MoveNet not being able to be accurate on real-time data

96 Views Asked by At

When running my MoveNet on live feed from Webcam the points are too high for my shoulders when the subject is showing only face and top of shoulders. When subject moves back, the keypoints are good for the shoulders but the eyes are too low and the arms are not fully extended to the wrist (they stop at the elbow). I am using the Macbook Pro 13in with the M2 chip.

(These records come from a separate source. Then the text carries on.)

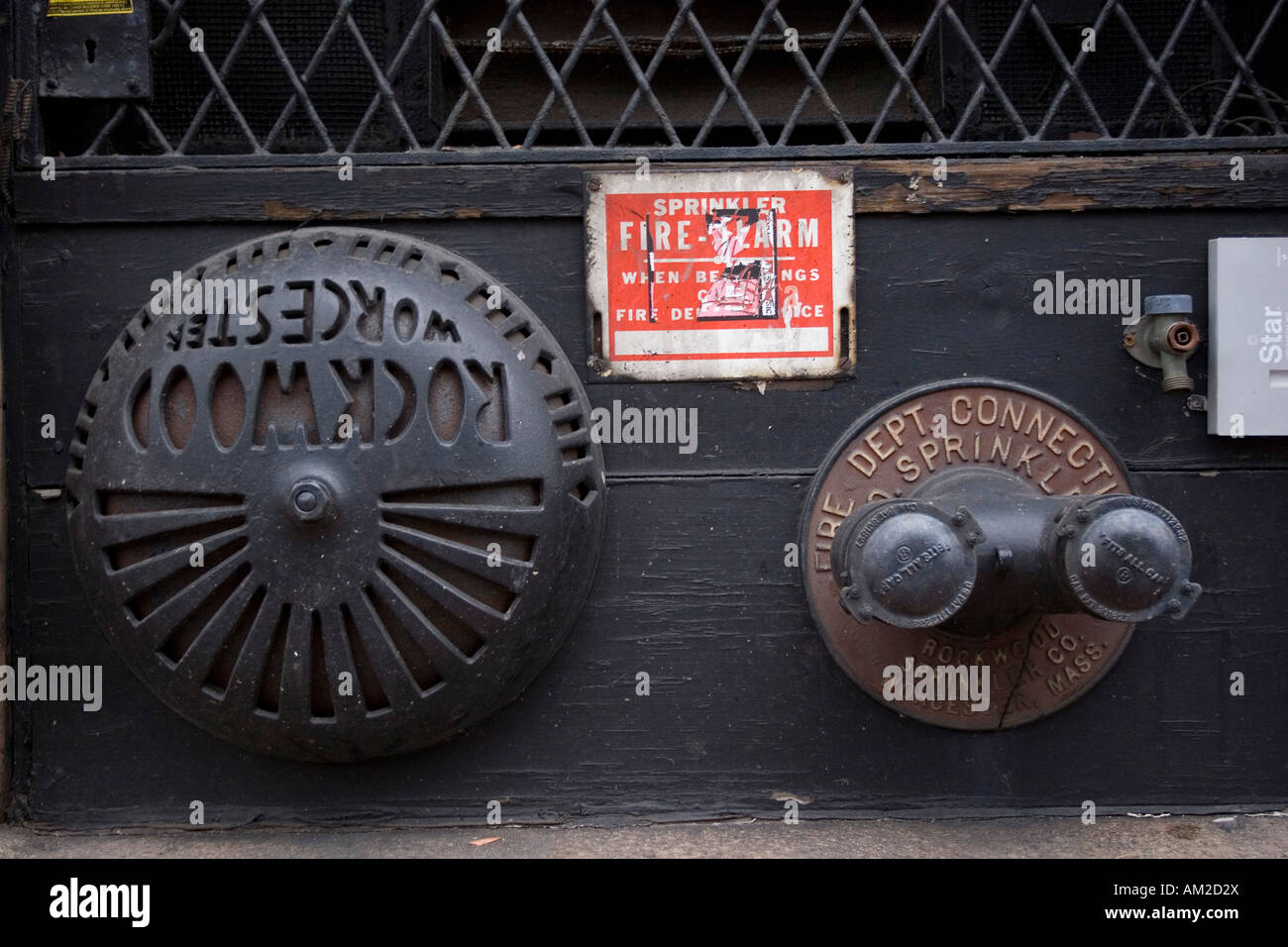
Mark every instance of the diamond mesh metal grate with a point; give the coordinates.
(450, 78)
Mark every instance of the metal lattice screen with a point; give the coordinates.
(458, 77)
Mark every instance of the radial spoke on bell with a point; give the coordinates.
(467, 608)
(446, 656)
(296, 669)
(394, 676)
(210, 641)
(248, 677)
(160, 622)
(514, 519)
(492, 567)
(127, 527)
(338, 659)
(142, 577)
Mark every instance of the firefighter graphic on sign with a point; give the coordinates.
(747, 289)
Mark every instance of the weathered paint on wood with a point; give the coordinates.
(692, 586)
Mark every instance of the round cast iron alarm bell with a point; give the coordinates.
(333, 495)
(978, 536)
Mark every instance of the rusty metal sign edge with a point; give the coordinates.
(838, 363)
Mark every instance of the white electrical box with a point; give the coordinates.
(1247, 350)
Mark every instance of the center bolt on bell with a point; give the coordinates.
(310, 499)
(982, 531)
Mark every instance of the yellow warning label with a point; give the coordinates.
(85, 8)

Here is my code:


import numpy as np
from matplotlib import pyplot as plt
import cv2 
import tensorflow as tf
EDGES = {
    (0, 1): 'm',
    (0, 2): 'c',
    (1, 3): 'm',
    (2, 4): 'c',
    (0, 5): 'm',
    (0, 6): 'c',
    (5, 7): 'm',
    (7, 9): 'm',
    (6, 8): 'c',
    (8, 10): 'c',
    (5, 6): 'y',
    (5, 11): 'm',
    (6, 12): 'c',
    (11, 12): 'y',
    (11, 13): 'm',
    (13, 15): 'm',
    (12, 14): 'c',
    (14, 16): 'c'
}#This line of code is used to define the edges, which are the connections between the keypoints


def draw_keypoints(frame, keypoints, confidence_threshold):
    y, x, c = frame.shape
    shaped = np.squeeze(np.multiply(keypoints, [y,x,1]))
    
    for kp in shaped:
        ky, kx, kp_conf = kp
        if kp_conf > confidence_threshold:
            cv2.circle(frame, (int(kx), int(ky)), 4, (0,255,0), -1) 

def draw_connections(frame, keypoints, edges, confidence_threshold):
    y, x, c = frame.shape
    shaped = np.squeeze(np.multiply(keypoints, [y,x,1]))
    
    for edge, color in edges.items():
        p1, p2 = edge
        y1, x1, c1 = shaped[p1]
        y2, x2, c2 = shaped[p2]
        
        if (c1 > confidence_threshold) & (c2 > confidence_threshold):      
            cv2.line(frame, (int(x1), int(y1)), (int(x2), int(y2)), (0,0,255), 2)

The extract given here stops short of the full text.